Thread: pgsql: Generalize hash and ordering support in amapi
Generalize hash and ordering support in amapi Stop comparing access method OID values against HASH_AM_OID and BTREE_AM_OID, and instead check the IndexAmRoutine for an index to see if it advertises its ability to perform the necessary ordering, hashing, or cross-type comparing functionality. A field amcanorder already existed, this uses it more widely. Fields amcanhash and amcancrosscompare are added for the other purposes. Author: Mark Dilger <mark.dilger@enterprisedb.com> Discussion: https://www.postgresql.org/message-id/flat/E72EAA49-354D-4C2E-8EB9-255197F55330@enterprisedb.com Branch ------ master Details ------- https://git.postgresql.org/pg/commitdiff/ce62f2f2a0a48d021f250ba84dfcab5d45ddc914 Modified Files -------------- contrib/bloom/blutils.c | 2 ++ doc/src/sgml/indexam.sgml | 4 +++ src/backend/access/brin/brin.c | 2 ++ src/backend/access/gin/ginutil.c | 2 ++ src/backend/access/gist/gist.c | 2 ++ src/backend/access/hash/hash.c | 2 ++ src/backend/access/nbtree/nbtree.c | 2 ++ src/backend/access/spgist/spgutils.c | 2 ++ src/backend/commands/opclasscmds.c | 34 ++++++++++++------------ src/backend/executor/nodeIndexscan.c | 4 +-- src/backend/utils/cache/lsyscache.c | 8 +++--- src/include/access/amapi.h | 4 +++ src/test/modules/dummy_index_am/dummy_index_am.c | 2 ++ src/test/regress/expected/alter_generic.out | 6 ++--- 14 files changed, 50 insertions(+), 26 deletions(-)
Peter Eisentraut <peter@eisentraut.org> writes: > Generalize hash and ordering support in amapi > Stop comparing access method OID values against HASH_AM_OID and > BTREE_AM_OID, and instead check the IndexAmRoutine for an index to see > if it advertises its ability to perform the necessary ordering, > hashing, or cross-type comparing functionality. A field amcanorder > already existed, this uses it more widely. Fields amcanhash and > amcancrosscompare are added for the other purposes.

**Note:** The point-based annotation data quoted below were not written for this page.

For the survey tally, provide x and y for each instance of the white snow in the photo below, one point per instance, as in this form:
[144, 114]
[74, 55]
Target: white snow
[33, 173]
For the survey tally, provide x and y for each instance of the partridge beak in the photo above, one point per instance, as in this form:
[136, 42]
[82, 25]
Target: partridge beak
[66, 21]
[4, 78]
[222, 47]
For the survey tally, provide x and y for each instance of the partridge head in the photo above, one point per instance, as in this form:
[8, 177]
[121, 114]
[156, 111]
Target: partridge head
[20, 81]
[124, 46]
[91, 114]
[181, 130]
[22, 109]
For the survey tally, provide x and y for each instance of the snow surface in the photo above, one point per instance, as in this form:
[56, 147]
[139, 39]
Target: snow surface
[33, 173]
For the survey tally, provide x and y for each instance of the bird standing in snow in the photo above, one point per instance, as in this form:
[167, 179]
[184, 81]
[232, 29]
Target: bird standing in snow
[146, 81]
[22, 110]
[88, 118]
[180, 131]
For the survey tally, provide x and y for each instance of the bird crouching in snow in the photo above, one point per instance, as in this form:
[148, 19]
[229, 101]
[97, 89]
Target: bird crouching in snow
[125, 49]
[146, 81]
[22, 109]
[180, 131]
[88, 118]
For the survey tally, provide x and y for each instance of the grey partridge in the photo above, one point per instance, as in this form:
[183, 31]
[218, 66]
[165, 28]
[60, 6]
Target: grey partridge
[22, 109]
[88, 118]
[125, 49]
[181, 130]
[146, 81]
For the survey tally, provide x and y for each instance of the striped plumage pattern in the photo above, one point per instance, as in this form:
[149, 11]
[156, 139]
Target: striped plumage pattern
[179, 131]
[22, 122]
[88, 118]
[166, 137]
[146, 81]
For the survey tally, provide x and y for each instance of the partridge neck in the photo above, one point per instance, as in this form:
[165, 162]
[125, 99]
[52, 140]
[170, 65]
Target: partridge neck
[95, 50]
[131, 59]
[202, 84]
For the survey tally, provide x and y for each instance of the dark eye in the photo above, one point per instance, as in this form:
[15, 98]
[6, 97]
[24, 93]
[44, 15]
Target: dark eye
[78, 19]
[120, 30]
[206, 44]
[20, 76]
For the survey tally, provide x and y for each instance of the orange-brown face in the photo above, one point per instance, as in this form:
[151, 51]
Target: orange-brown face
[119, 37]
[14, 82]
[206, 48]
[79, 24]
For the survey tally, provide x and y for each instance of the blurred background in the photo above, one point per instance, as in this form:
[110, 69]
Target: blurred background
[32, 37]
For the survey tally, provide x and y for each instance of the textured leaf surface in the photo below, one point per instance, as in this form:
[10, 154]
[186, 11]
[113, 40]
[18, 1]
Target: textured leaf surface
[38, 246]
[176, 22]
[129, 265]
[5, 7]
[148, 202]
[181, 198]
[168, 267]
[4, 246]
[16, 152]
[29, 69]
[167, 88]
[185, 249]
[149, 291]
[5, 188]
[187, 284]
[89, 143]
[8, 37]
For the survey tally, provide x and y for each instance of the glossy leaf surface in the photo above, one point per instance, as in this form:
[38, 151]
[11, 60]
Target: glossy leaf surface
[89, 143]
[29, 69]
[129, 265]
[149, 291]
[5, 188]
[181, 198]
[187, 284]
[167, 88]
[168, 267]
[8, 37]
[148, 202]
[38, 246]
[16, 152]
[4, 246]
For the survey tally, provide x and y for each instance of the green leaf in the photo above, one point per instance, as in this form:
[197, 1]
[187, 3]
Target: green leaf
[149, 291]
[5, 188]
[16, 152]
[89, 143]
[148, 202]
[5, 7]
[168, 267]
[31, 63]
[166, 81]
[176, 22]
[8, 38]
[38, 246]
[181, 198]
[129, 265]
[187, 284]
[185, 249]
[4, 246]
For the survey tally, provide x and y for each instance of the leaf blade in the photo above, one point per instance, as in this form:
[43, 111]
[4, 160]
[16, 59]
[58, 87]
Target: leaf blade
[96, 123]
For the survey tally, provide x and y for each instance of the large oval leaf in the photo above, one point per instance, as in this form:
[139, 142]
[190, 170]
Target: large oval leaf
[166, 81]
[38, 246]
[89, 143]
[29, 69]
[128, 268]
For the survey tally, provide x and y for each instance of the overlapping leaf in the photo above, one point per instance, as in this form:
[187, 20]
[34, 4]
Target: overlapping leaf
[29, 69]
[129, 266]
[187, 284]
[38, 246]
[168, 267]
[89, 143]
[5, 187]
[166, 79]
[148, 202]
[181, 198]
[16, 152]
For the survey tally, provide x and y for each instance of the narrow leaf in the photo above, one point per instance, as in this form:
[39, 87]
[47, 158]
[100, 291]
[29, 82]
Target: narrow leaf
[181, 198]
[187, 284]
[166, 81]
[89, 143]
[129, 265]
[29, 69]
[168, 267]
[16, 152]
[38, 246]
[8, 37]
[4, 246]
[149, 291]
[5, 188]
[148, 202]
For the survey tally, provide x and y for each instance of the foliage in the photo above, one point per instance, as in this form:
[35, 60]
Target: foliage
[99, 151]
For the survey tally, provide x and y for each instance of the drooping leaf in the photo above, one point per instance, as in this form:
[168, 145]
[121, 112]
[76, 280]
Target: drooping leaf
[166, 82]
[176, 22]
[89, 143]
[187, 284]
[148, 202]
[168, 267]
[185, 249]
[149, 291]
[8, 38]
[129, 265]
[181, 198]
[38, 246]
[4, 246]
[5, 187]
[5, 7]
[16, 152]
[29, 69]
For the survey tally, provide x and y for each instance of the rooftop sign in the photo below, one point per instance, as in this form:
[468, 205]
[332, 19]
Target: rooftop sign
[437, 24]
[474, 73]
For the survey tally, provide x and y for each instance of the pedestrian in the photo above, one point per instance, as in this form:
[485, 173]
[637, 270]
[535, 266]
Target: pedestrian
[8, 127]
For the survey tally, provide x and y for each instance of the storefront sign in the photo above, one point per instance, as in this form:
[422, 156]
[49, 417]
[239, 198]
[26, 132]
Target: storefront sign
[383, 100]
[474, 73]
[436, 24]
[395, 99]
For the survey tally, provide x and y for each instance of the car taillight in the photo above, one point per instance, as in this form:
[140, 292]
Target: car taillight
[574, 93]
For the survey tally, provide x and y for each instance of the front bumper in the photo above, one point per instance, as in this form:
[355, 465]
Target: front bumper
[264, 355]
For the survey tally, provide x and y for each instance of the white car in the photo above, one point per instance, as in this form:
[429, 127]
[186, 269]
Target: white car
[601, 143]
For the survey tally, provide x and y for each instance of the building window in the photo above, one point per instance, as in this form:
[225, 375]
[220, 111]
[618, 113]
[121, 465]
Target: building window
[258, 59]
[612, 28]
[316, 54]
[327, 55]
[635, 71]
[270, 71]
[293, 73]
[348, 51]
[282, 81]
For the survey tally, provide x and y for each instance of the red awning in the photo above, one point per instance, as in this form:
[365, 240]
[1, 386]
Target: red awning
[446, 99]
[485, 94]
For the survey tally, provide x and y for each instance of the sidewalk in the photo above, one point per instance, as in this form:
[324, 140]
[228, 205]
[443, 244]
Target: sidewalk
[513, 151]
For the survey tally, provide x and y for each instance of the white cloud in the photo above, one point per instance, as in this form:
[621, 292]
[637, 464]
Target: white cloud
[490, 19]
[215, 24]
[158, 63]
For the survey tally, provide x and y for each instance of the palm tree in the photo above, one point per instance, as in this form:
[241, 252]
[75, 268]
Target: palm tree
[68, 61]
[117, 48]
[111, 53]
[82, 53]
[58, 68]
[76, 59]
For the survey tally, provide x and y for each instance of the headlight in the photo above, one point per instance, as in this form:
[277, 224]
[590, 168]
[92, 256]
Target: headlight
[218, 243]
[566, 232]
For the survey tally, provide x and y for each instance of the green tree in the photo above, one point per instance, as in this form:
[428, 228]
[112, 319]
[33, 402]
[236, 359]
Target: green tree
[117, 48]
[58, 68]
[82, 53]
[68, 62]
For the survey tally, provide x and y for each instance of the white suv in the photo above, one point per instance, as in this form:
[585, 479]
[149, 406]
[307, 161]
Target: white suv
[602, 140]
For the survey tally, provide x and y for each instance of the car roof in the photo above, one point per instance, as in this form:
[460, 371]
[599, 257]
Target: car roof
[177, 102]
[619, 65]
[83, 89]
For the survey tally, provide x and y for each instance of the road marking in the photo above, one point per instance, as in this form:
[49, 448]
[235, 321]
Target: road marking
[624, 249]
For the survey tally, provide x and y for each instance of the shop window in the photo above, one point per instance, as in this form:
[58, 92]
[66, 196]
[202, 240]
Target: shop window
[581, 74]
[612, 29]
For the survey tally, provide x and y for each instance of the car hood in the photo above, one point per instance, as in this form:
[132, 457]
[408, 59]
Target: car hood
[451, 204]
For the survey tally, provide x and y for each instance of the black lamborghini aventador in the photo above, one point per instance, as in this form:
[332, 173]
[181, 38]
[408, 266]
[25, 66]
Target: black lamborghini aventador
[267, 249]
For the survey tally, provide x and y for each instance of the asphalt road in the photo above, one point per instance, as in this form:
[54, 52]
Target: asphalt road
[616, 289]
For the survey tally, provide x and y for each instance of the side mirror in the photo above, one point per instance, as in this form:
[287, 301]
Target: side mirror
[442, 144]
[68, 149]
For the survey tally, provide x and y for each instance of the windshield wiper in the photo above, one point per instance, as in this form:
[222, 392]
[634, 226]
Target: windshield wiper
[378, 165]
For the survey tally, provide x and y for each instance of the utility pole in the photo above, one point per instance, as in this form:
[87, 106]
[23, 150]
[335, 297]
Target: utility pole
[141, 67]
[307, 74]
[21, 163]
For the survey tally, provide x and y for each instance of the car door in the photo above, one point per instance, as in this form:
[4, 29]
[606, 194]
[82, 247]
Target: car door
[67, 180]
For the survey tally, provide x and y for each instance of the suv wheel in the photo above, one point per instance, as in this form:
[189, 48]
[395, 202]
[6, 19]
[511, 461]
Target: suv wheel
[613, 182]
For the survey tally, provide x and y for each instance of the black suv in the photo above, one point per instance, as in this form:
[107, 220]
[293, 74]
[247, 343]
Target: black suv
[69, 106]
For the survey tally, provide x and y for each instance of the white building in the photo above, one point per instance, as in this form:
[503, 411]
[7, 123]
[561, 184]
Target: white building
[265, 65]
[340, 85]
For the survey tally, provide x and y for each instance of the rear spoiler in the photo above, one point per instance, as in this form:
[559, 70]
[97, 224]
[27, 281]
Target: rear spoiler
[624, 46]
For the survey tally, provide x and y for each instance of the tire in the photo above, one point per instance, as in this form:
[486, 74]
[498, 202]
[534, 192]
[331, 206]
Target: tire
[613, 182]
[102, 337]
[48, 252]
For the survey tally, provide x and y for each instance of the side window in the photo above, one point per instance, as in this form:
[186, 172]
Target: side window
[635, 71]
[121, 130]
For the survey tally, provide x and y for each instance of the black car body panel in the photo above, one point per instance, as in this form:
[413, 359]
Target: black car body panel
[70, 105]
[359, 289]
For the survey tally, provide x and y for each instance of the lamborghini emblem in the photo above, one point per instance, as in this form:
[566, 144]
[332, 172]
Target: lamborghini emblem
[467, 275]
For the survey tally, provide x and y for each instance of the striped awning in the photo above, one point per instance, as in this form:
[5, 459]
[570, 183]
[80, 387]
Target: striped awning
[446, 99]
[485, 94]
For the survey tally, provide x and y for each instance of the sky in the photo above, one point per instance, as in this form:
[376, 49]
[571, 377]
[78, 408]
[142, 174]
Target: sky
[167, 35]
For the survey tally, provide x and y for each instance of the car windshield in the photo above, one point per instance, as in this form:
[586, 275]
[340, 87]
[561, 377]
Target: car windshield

AFAICS, this patch sets amcancrosscompare true only for btree, which means this change to equality_ops_are_compatible is surely wrong: - /* must be btree or hash */ - if (op_form->amopmethod == BTREE_AM_OID || - op_form->amopmethod == HASH_AM_OID) + if (amroutine->amcancrosscompare) More generally, I think that "amcancrosscompare" is a horribly underspecified and misleadingly-named concept. Most of our AMs are capable of supporting cross-type operators, though for some it's more about what the per-opclass infrastructure can do than what the AM does. So what does that flag *really* mean? I also object strongly to the fact that the comments for equality_ops_are_compatible and comparison_ops_are_compatible were not modified: * This is trivially true if they are the same operator. Otherwise, * we look to see if they can be found in the same btree or hash opfamily. * This is trivially true if they are the same operator. Otherwise, * we look to see if they can be found in the same btree opfamily. I do not think this was in shape to be committed. For stuff like this, clarity of thought and precision of specification are critical, and this patch has neither. regards, tom lane
On Thu, Feb 27, 2025 at 8:27 AM Tom Lane <tgl@sss.pgh.pa.us> wrote:
Peter Eisentraut <peter@eisentraut.org> writes:
> Generalize hash and ordering support in amapi
> Stop comparing access method OID values against HASH_AM_OID and
> BTREE_AM_OID, and instead check the IndexAmRoutine for an index to see
> if it advertises its ability to perform the necessary ordering,
> hashing, or cross-type comparing functionality. A field amcanorder
> already existed, this uses it more widely. Fields amcanhash and
> amcancrosscompare are added for the other purposes.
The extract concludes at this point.